Mr Alawan added he had a professional relationship with the family, who owned a construction equipment company he often purchased equipment from. Residents told him that about seven other people arrived to visit the family at the house “around 15 minutes or so before the Israeli strike”.
He said he didn’t know whether the Israeli strike had targeted the visitors who had arrived minutes earlier.
Mr Alawan’s brother and next-door neighbor, Dani, interjected to say, “The strike clearly targeted the house since the entire structure came tumbling down.”
Photos taken shortly after the attacks show a flattened apartment building, with Lebanese Red Cross workers sifting through the rubble, where dust-covered body parts lay buried.

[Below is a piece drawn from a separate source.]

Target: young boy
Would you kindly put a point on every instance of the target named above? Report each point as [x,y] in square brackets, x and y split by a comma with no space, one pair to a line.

The Israeli army did not issue a warning before the strike and has yet to release a statement. Israel escalated its military campaign in Lebanon with heavy air strikes and ground troop incursions late last month, after nearly a year of low-level cross-border exchanges of fire with the Lebanese armed group Hezbollah. The Israeli army on Monday ordered the residents of 25 villages in southern Lebanon to leave and move to areas north of the Awali river.
Since the conflict started last October, more than 2,300 people have been killed in Israeli strikes in Lebanon, at least half of them in the past month since Israel started an all-out war. The fighting has also displaced an estimated 1.2 million people.